Pediatric home health challenges
Due to the medical complexity of patients — and the fact children are usually more difficult to care for than adults — finding qualified caregivers has been a major challenge for pediatric home health providers. That’s one of the reasons pediatric home health hasn’t been a more lucrative business thus far.
Finding qualified staff is further made difficult because funding often goes to hospital settings, leaving home health providers with fewer resources to pay their employees.
Overall, just 2% of Medicaid spending for children with medical complexity has gone to home health care, according to a recent study published in the journal Health Affairs. As a result, median hourly wages for pediatric home health care services in 2017 were $33.77, compared to an average of $36.45 for in-patient care.

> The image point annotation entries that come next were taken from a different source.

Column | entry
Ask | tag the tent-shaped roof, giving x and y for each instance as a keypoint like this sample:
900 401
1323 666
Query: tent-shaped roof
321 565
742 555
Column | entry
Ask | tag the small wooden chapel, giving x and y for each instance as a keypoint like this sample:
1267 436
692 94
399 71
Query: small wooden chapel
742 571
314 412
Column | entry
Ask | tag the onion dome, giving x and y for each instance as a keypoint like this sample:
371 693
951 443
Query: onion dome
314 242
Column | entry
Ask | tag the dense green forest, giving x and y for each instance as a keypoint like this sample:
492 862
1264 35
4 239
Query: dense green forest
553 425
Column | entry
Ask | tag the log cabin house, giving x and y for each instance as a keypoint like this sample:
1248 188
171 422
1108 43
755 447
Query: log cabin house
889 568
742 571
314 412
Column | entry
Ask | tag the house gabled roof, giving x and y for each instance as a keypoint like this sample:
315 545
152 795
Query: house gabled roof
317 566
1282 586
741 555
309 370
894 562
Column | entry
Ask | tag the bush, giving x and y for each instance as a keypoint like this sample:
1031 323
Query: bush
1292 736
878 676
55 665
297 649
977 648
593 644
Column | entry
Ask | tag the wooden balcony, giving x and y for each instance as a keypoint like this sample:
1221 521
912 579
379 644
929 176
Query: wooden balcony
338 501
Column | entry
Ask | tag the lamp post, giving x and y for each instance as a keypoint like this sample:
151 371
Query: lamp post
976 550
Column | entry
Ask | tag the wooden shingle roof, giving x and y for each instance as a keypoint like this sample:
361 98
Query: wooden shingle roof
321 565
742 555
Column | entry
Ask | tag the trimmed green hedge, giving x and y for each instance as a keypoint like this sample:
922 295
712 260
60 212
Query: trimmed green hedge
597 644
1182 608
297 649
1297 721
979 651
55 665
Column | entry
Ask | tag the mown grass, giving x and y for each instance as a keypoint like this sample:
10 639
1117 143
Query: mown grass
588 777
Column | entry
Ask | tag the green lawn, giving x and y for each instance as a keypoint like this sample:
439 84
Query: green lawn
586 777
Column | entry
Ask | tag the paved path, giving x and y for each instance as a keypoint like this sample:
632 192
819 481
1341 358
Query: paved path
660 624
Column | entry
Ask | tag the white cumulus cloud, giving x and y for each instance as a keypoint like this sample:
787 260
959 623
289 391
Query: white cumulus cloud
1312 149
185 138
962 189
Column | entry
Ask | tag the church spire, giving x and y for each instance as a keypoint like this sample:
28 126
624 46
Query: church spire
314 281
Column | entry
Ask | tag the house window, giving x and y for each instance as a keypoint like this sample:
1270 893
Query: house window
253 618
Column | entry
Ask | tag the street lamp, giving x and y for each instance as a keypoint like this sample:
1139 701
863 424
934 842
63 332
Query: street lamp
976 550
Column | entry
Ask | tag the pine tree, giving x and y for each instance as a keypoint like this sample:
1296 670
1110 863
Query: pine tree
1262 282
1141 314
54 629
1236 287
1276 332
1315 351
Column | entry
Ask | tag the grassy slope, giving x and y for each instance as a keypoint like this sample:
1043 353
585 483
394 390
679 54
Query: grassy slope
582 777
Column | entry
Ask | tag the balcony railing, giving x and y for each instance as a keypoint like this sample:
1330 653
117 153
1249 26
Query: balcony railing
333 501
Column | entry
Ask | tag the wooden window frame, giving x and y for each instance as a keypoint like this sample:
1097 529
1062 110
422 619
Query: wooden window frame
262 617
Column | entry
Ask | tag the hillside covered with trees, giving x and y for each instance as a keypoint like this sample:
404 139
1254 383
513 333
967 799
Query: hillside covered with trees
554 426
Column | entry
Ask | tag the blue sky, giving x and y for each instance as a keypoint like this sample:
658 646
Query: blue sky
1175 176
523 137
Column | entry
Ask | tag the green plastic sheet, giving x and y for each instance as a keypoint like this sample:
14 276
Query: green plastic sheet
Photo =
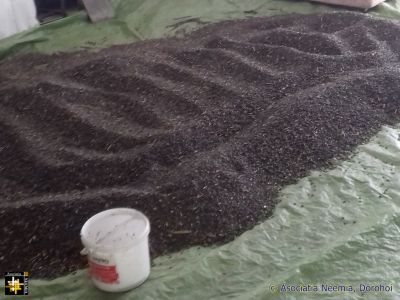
145 19
336 227
339 227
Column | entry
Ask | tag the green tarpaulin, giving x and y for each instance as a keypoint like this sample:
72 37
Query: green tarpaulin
338 229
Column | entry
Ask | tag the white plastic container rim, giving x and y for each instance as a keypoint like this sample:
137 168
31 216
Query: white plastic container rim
90 242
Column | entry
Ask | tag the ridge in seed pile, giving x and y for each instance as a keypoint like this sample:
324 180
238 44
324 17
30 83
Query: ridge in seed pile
198 133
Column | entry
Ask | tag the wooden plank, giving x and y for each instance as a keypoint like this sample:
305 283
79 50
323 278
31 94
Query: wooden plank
98 10
352 3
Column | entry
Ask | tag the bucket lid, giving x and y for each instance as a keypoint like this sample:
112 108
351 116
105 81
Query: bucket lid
115 229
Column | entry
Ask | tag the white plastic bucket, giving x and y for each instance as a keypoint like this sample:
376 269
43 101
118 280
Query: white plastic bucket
116 243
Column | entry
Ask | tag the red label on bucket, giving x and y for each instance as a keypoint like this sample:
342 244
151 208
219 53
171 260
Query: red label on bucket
106 274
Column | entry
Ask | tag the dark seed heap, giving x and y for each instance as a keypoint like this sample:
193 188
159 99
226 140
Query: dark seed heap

“The biggest challenge facing pediatric home care is access to that care,” Langley said. “That access falls into a number of categories, perhaps the most important of which is reimbursement. But it’s certainly the availability of qualified nurses too — not just having a warm body.”
In part, Maxim has worked to recruit prospective home health staff by connecting nurses to mentors right out of college, he said. The company has also teamed up with the Johns Hopkins University School of Nursing to develop online training programs.
Meanwhile, federal policies have created a relatively steady reimbursement climate for long-term services and supports for older adults in the home.
In contrast, pediatric home health fundingrelies on a state-by-state patchwork, with some states having more favorable reimbursement landscapes than others.
At its core, that patchwork is largely made up of Medicaid funding, private pay and commercial insurance.
“Reimbursement varies from state to state,” Langley said. “It varies from Medicaid to MCOs, to private-pay and commercial insurance. Again, that is a state-by-state variation. We have had some states where reimbursement is reasonable. We have other states where it is very difficult for us to manage patients paid by Medicaid.”
In fact, Maxim has had to cease its private-duty nursing home care operations in South Carolina because reimbursement was so poor, he said.
Quality measures and moving forward
Unlike Medicare-certified home health care for older adults, there are no quality measures for pediatric care delivered in the home.
That’s a challenge for consumers, but also a roadblock to pediatric home health gaining access to possible value-based funding streams, according to Foster.
“There should be transparency for families, so they can pick the agency that’s the right fit for their child. I think benchmarking is good for consumers,” she said. “But it’s important for improvement too. If you have no way of benchmarking or measuring, it’s difficult to tell whether you’re [improving].”
To advance pediatric home health in the U.S., hospitals and health systems are opening lines of communication with home health partners, educating them about their needs for those types of services.
“Places like Lurie want to be a source of support for companies that are interested in providing care to our patients,” Foster said. “We offer CME opportunities for nursing staff so they can be trained to care for kids.”
Forming hospital relationships can sometimes be difficult for home health providers. Getting into the pediatric home health game may open that door.
“I think there’s a real disconnect right now — I don’t think we know who to go to and how to reach them,” Foster said.
Langley’s advice for more traditional home health providers interested in building a pediatric home health presence: Start now. Doing so isn’t easy — and it takes time.
“It would be very difficult to do that,” he said. “The regulations are just very difficult. Frankly, there are so many regulations that it becomes hard to keep abreast of them state to state. With Medicare and adult patients, it’s one set of rules.”